The corresponding configuration file might look like this:

.. code-block:: text

  general:
    # General configurations here

  steps:
    # Steps before the custom algorithm

    - custom:
        name: "min_max_data"
        file_path: "/path/to/file.py"
        class_name: "MyCustomClass"
        dependencies:
          - "scikit-learn"
        params:
          feature_range: (0, 1)

    # Steps following the custom algorithm

In this setup:

* The custom algorithm `min_max_data` resides in `/path/to/file.py`, with the class name `MyCustomClass`.
* The algorithm has one parameter, `feature_range`, set to `(0, 1)`.
* The dependency `scikit-learn` is installed before the algorithm runs.

To execute, run your application with the configuration file above, and the custom algorithm will be applied accordingly.

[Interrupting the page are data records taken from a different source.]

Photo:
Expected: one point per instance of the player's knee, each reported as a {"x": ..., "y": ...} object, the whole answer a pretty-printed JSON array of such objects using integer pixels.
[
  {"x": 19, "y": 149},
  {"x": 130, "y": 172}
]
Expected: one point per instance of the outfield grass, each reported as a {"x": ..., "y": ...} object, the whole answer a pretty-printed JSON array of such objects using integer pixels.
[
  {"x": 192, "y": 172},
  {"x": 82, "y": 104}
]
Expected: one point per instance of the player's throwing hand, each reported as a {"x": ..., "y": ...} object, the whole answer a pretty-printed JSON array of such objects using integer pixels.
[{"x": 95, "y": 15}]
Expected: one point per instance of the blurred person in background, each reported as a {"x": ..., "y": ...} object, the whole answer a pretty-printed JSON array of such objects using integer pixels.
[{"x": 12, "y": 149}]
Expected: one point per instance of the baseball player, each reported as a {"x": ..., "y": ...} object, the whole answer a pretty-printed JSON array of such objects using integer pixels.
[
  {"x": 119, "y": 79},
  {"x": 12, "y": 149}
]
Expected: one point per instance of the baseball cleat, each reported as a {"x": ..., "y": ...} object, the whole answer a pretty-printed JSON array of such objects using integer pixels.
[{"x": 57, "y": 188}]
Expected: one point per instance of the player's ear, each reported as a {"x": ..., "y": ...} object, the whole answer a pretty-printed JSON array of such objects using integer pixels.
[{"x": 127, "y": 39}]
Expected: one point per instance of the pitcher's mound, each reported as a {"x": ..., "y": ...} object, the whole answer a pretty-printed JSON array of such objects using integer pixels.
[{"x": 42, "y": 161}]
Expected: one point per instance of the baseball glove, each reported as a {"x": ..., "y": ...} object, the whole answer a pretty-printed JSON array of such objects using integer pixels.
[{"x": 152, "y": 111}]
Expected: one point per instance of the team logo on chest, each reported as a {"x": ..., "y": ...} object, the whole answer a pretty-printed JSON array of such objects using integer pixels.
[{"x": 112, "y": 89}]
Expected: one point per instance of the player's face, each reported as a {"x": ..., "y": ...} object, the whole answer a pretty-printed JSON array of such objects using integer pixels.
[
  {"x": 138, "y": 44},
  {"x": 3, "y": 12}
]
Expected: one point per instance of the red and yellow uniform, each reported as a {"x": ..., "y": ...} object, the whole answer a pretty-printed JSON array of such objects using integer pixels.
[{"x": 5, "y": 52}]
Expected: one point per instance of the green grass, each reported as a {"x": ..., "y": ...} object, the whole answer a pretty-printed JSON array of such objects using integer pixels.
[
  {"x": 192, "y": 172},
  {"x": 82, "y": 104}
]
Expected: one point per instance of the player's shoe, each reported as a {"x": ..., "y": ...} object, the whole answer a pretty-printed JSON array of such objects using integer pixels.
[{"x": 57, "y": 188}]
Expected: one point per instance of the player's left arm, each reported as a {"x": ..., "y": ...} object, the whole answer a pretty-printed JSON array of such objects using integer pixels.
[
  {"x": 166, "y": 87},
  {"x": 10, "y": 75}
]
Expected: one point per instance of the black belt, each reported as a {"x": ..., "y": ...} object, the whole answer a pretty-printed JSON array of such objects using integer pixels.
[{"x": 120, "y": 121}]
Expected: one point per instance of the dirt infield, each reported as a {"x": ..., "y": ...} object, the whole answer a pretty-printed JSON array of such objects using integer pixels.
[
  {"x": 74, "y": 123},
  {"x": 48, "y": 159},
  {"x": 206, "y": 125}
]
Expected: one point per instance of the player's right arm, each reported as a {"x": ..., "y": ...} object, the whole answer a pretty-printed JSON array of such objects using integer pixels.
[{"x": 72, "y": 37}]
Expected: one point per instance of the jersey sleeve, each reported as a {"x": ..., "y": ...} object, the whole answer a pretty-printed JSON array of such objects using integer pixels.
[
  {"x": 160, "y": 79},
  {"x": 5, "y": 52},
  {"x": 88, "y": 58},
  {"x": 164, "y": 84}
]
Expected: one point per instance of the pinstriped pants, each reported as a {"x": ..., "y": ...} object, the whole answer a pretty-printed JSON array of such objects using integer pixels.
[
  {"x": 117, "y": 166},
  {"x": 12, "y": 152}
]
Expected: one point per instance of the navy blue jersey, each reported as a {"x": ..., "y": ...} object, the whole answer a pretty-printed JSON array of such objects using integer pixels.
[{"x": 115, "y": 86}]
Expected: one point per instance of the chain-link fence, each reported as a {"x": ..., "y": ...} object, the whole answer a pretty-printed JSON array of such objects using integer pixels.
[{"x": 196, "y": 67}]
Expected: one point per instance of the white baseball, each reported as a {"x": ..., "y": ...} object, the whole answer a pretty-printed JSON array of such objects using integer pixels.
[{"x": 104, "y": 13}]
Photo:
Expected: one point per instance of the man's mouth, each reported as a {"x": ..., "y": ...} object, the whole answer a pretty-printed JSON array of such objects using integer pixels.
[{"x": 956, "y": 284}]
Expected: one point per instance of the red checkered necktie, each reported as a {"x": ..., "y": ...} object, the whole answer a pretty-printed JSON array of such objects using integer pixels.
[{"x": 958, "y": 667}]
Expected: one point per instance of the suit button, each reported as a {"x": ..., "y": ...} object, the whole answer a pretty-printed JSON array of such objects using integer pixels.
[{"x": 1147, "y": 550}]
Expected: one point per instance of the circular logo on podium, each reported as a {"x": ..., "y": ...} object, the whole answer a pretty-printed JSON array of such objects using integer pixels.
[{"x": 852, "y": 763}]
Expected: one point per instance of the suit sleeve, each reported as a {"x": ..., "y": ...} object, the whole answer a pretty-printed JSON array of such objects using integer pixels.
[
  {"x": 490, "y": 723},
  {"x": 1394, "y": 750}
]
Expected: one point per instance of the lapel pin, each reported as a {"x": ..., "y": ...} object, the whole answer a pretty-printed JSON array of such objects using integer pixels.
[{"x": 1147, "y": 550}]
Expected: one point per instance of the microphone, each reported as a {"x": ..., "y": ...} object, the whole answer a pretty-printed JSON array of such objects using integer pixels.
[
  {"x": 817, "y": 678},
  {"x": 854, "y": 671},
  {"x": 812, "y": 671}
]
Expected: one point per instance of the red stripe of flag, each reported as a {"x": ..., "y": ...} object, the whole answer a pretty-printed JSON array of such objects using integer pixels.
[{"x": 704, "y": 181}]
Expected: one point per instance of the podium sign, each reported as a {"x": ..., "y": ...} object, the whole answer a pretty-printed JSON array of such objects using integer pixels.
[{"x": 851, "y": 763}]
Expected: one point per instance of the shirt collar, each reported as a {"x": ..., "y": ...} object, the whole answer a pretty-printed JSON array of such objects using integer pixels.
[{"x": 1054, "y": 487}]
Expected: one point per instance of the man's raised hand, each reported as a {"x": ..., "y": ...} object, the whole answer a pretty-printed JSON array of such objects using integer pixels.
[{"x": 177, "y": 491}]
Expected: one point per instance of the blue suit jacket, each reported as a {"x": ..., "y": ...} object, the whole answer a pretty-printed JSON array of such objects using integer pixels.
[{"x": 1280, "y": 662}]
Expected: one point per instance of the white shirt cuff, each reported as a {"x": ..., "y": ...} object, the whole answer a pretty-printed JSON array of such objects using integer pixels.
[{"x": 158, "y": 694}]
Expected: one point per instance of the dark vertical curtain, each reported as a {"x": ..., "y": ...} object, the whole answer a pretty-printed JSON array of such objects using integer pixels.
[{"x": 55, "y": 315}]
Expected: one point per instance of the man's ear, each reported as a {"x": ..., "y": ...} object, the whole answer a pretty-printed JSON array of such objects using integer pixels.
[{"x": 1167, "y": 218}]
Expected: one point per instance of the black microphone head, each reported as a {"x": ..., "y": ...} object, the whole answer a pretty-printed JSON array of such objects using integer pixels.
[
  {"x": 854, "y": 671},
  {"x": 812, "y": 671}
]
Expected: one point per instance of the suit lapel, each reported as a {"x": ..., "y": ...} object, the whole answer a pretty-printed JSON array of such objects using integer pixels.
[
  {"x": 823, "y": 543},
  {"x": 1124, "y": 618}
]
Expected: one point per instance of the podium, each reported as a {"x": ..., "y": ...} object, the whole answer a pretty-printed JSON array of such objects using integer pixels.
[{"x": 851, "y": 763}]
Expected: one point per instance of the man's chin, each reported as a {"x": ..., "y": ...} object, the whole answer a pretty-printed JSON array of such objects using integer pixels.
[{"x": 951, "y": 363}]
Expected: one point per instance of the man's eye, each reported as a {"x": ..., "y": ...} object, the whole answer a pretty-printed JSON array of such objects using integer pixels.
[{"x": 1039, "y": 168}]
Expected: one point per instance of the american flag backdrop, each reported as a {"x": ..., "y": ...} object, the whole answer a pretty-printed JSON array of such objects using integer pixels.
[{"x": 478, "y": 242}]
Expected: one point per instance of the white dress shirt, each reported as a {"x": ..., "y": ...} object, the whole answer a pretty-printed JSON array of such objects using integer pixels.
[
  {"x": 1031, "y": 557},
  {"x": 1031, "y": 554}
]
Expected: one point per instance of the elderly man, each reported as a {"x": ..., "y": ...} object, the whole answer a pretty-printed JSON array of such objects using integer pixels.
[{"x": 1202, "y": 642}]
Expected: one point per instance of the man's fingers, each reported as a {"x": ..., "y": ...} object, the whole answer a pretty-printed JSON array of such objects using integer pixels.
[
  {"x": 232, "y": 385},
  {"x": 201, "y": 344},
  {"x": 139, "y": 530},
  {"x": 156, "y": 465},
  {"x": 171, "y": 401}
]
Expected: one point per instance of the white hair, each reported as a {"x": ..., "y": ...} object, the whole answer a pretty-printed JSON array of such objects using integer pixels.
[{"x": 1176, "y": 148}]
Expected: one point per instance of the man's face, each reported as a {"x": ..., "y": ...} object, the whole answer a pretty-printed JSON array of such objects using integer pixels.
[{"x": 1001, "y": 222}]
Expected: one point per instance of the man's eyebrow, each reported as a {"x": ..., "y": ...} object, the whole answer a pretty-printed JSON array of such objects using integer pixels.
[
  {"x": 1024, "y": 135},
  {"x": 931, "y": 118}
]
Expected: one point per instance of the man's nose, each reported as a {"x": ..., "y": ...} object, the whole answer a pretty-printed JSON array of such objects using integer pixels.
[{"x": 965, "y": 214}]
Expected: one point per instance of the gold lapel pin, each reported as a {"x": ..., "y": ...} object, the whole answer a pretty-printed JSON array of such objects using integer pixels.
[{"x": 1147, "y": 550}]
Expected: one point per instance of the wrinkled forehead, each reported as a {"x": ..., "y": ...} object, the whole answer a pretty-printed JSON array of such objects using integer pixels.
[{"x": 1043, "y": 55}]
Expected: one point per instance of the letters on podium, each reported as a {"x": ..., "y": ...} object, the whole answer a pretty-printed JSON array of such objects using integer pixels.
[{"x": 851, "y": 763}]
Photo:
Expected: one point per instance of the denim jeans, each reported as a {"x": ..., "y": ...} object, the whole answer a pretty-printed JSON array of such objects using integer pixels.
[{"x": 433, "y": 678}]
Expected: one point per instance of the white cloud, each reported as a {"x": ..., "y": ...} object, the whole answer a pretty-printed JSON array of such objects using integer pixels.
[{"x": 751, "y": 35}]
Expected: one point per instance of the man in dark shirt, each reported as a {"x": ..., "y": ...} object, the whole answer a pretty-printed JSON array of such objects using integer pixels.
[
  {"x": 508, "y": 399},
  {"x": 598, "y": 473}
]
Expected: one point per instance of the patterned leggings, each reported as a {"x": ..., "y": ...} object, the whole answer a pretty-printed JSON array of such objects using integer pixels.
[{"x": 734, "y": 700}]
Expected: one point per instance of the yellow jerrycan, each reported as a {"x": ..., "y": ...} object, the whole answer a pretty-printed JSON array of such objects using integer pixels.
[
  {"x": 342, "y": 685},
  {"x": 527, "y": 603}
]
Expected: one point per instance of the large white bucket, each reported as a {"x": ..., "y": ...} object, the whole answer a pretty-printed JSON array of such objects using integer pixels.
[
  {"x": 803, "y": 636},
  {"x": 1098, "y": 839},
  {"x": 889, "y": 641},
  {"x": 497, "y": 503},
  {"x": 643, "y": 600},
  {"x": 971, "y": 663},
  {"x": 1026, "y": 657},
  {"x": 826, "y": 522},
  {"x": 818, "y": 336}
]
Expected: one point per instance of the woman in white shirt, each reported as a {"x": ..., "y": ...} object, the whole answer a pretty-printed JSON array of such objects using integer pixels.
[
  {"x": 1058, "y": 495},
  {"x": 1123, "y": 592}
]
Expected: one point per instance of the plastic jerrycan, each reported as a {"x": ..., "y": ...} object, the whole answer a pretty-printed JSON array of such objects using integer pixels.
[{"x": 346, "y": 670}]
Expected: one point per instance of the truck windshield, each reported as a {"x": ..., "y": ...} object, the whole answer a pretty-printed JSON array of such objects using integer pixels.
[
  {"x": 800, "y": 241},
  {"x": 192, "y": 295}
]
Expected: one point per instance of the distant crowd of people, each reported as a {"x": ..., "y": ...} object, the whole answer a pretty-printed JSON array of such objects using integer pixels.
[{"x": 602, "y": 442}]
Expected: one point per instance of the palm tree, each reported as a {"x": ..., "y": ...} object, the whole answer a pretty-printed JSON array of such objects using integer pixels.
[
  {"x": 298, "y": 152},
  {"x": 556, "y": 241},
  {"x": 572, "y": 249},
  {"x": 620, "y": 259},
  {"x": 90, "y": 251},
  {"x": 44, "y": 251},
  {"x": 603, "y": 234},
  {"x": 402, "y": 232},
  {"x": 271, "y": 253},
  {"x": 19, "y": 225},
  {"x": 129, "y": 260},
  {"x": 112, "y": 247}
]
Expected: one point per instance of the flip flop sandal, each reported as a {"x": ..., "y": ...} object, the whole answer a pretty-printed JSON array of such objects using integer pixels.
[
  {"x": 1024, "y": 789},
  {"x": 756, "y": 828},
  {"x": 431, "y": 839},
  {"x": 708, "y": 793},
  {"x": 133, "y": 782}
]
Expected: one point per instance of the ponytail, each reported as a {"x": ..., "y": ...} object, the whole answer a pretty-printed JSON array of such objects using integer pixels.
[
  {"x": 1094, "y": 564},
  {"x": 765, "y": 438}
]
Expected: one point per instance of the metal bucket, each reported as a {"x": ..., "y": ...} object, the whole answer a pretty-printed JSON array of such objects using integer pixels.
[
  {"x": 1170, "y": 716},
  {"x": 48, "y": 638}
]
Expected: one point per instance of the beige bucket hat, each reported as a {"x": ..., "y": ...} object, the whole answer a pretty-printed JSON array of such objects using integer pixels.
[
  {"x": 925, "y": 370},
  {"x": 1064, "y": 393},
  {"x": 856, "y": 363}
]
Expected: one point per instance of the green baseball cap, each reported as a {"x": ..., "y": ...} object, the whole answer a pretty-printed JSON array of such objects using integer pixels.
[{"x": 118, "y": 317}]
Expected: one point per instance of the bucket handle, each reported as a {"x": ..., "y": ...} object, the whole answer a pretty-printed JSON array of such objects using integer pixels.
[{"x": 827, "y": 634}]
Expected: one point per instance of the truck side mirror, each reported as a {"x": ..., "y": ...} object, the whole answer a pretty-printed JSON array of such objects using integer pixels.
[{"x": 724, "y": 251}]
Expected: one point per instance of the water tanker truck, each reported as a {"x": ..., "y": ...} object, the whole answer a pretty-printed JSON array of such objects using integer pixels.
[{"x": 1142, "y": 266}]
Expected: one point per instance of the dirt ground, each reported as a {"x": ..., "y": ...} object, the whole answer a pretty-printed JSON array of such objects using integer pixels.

Example configuration files for custom algorithms can be found in the `example/config_files <https://github.com/paidiver/paidiverpy/tree/main/examples/config_files>`_ directory of the repository. You can also run an example notebook with a custom algorithm by exploring the :ref:`gallery` section.

Run in Docker
-------------

To pass the custom algorithm to the Docker container, you need to mount the custom algorithm file to the container. The following steps show how to run the container with a custom algorithm:

.. code-block:: text

  docker run --rm \
  -v <INPUT_PATH>:/app/input/ \
  -v <OUTPUT_PATH>:/app/output/ \
  -v <FULL_PATH_OF_CONFIGURATION_FILE_WITHOUT_FILENAME>:/app/config_files \
  -v <METADATA_PATH_WITHOUT_FILENAME>:/app/metadata/ \
  -v <FULL_PATH_OF_CUSTOM_ALGORITHM_FILE_AND_REQUIREMENTS_FILE>:/app/custom_algorithms \
  paidiverpy \
  paidiverpy -c /app/examples/config_files/<CONFIGURATION_FILE_FILENAME>

In this command:

* `<INPUT_PATH>`: The input path defined in your configuration file, where the input images are located.
* `<OUTPUT_PATH>`: The output path defined in your configuration file.
* `<FULL_PATH_OF_CONFIGURATION_FILE_WITHOUT_FILENAME>`: The local directory of your configuration file.
* `<CONFIGURATION_FILE_FILENAME>`: The name of the configuration file.
* `<FULL_PATH_OF_CUSTOM_ALGORITHM_FILE_AND_REQUIREMENTS_FILE>`: The local directory of your custom algorithm file and requirements file (if any).

The output images will be saved to the specified `output_path`.